Sunday, 15 July 2018

Dartmoor: The Tors East of Peter Tavy

Smeardon Down Tors

Today was always going to be a hot one, not least the fact that although a short walk, we had to be mindful of not only ourselves but also the Dogs - they do not like the heat and it really can be dangerous for them. Nevertheless, taking this into consideration, probably less than we should've, we parked up below Little Cox Tor near Higher Godsworthy, to start the walk.

First up, across an open field, Sharp Tor (Peter Tavy). I liked this one, a small non-granite tor perched near the top of the hill with a commanding view of the distinctive and conical Brent Tor, and over Eastern Cornwall.
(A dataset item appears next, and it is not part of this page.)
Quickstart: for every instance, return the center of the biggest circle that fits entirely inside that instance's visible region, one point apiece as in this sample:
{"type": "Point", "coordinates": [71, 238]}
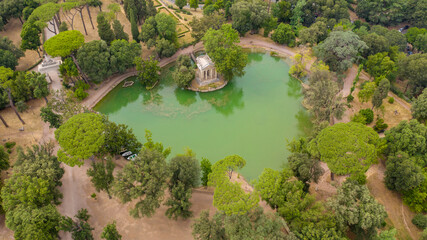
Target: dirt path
{"type": "Point", "coordinates": [398, 214]}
I should add that this is a first for me, in that every tor today was not granite, but Dolerite, a more jagged rock with sharper edges and no rock basins. It was nice to have a change for once.

Sharp Tor

Sharp Tor summit

Sharp Tor

Sharp Tor

We took the Godsworthy stroll, as it is known, to the summit of Great Combe Tor. Not my favourite, but still worth a visit because the location is nice nonetheless. 

Great Combe Tor

Great Combe Tor

Great Combe Tor

Great Combe Tor

The ferns, or bracken as I prefer, proved a real challenge when descending to Colly Brook. My GPS marks a track down the east side of the hill, to Colly Brook. Nothing there except bracken city, so we made our way back to Great Combe and eventually found the track that opened up to the small reservoir. 

The footpath winds around a couple of bends where you come to a spectacular sight; the Colly Brook Clam. This small bridge sits perfectly above the tumbling stream and is a great place to chill. As others say, it is like a tropical rainforest, especially in this humidity! If you don't fancy clambering the rocks for photographs, then there is a well-placed bench adjacent to the footpath to relax.

Colly Brook

Colly Brook Clam

Colly Brook

Colly Brook

The path was obvious now, as it meanders through bracken into a denser woodland, below a favourite; Little Combe Tor. This tor isn't as obscured as I expected and houses some marvellous types of moss, in addition to the boulders at the top of the wood, by a wall.

Little Combe Tor

Little Combe Tor

Little Combe Tor

Little Combe Tor moss

We exited ''The Combe'' and found a spot for lunch, under a canopy of trees. I spied Little Boulters Tor and failed to seek out a way to reach it. I could see a large track above it, so opted for that option after bagging Furze Tor. 

The only revisit of the day and Furze Tor was better than last time. The summit is okay and the views are mediocre. What I dislike about the tor are the outcrops, in comparison to the beauties above and below, it lacked interest. However, it sits conveniently by a wide track!

Furze Tor

Furze Tor

Furze Tor

Furze Tor

Whilst the family continued to Setters Tor, I contemplated a route up to Boulters Tor. It was easy, or lucky, for me to find a path to the summit. I like Boulters Tor, built into a wall, and is a very striking tor indeed and easy to visit from the car park below.

Boulters Tor

Boulters Tor

Boulters Tor

Boulters Tor

On this plateau, the way to Smeardon Down Tors is easy, but I had another bag to attain first; Little Boulters Tor. Another pleasant outcrop on the valley side with good views of West Devon, not my local area of Dartmoor! 

Little Boulters Tor

Little Boulters Tor

Little Boulters Tor

Next up, Smeardon Down. What a place! Magnificent views of both the countryside and the high north moor. There are too many outcrops to count. Wild camping is actually permitted here, in a break in the bracken, and there are many flat spots to pitch up.

Smeardon Down Tors

Smeardon Down Tors

Smeardon Down Tors

I retraced back past Boulters Tor and onto the track up to White Tor to veer off after a wall to the lowly piles of Set Tor. This is an interesting tor, for the rock type is darker and more like concrete slate, with sharp edges almost black in colour. I think it's still Dolerite though. 

This tor is quite extensive in terms of outcrops, all scattered over the area of short-cut grass, and the views are excellent!

Set Tor

Set Tor

Set Tor

Set Tor

Set Tor

Wedlake Tor is a smaller tor named by Tim Jenkinson. It is small, but the geology, location and views still make for a visit. It is best viewed from below as to show the small rock face there. The Sheep seem to also like this one!

Wedlake Tor

Wedlake Tor

Wedlake Tor

Wedlake Tor and White Tor

Boulder below Wedlake Tor

Down at the stream and through a couple of gates, we contoured up beside a stone wall at the base of Cox Tor back to the car park, getting a beautiful view of Roos Tor and Great Mis Tor.

Colly Brook Ford

Helpful!

Hawthorn?

Roos Tor

A really good day, but too hot for the Dogs really and so if planning to walk in this heat, do it in the woods and/or lower the mileage: the 4 miles we did took 3 hours; 1 hour will be plenty!